Hunyadi laughed, wheezing and gasping until he was so pale he looked dead already. Lada helped him drink. He choked, spitting most of the water out, but managed to swallow some. Finally, he closed his eyes. “No rest for the wicked. But this wicked soul will have some now, I think.”
“Sleep.” She wanted to give him assurances that he would get better, but she could not bring herself to lie to him. Not again.
“Promise me,” he whispered. “Promise me you will watch out for my Matthias. Be his ally.”
“I swear it.” She did not mention that she already intended to be just that.
“Your father is dying,” Lada said as she sat in a private room with Matthias. It came out as an accusation, though she knew Matthias was not to blame. She was, at least in part.

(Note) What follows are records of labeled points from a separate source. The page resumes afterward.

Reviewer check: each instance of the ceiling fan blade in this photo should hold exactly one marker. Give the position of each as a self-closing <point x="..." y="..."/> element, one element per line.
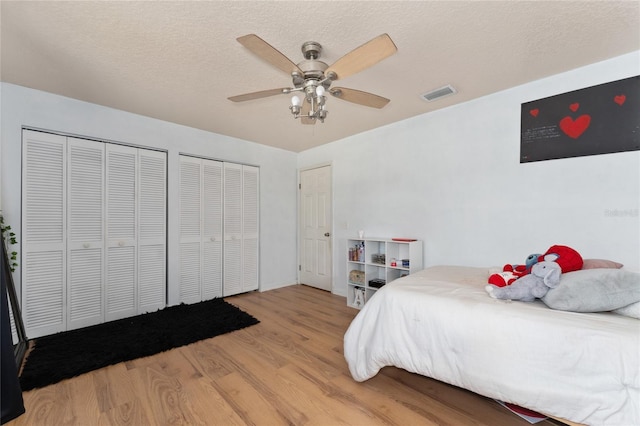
<point x="304" y="110"/>
<point x="258" y="95"/>
<point x="359" y="97"/>
<point x="363" y="57"/>
<point x="268" y="53"/>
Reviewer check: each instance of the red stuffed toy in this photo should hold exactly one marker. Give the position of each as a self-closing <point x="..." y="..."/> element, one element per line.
<point x="568" y="259"/>
<point x="510" y="273"/>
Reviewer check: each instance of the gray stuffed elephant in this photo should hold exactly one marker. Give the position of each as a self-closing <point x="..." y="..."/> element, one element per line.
<point x="544" y="275"/>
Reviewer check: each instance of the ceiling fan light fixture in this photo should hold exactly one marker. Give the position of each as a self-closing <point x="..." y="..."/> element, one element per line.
<point x="439" y="93"/>
<point x="312" y="77"/>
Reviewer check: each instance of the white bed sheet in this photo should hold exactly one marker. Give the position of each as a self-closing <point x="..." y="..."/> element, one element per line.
<point x="441" y="323"/>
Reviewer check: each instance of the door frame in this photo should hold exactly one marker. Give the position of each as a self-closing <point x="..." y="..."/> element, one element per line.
<point x="299" y="221"/>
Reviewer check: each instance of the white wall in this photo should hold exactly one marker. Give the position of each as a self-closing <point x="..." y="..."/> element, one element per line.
<point x="452" y="178"/>
<point x="26" y="107"/>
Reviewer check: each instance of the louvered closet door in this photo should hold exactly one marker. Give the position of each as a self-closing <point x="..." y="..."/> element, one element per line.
<point x="121" y="285"/>
<point x="44" y="295"/>
<point x="250" y="221"/>
<point x="85" y="233"/>
<point x="232" y="229"/>
<point x="212" y="237"/>
<point x="190" y="229"/>
<point x="152" y="226"/>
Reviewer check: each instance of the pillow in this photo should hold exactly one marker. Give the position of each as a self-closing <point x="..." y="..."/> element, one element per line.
<point x="632" y="310"/>
<point x="594" y="290"/>
<point x="600" y="263"/>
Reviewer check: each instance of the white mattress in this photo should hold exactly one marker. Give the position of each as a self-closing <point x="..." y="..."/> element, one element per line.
<point x="441" y="323"/>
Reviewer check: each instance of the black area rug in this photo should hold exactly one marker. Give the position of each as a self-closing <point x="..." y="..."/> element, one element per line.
<point x="71" y="353"/>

“I never understood him,” Matthias said, toying with a goblet of wine. “I never even really knew him. He sent me away as soon as I could talk. When he visited, he watched me with this look—this look like he could not believe I was his. All I heard of him was stories of his conquests, his bravery, his triumphs. And when he visited, I recited poetry for him. I asked him, once, to teach me to fight. He had never lost his temper with me, never been around long enough to, but that day I feared he would strike me. He told me he had not fought his whole life so his son could learn to swing a sword.” Matthias touched a worn hilt at his side. “Now I have his sword and no idea how to use it. That is his legacy to me.”
“You do not need a sword. All you need is to work with people who know what to do with them.” Lada leaned forward, forcing him to meet her eyes. “You want to be king.”
Matthias smiled slyly. “I am loyal to our blessed king, long may he rule.”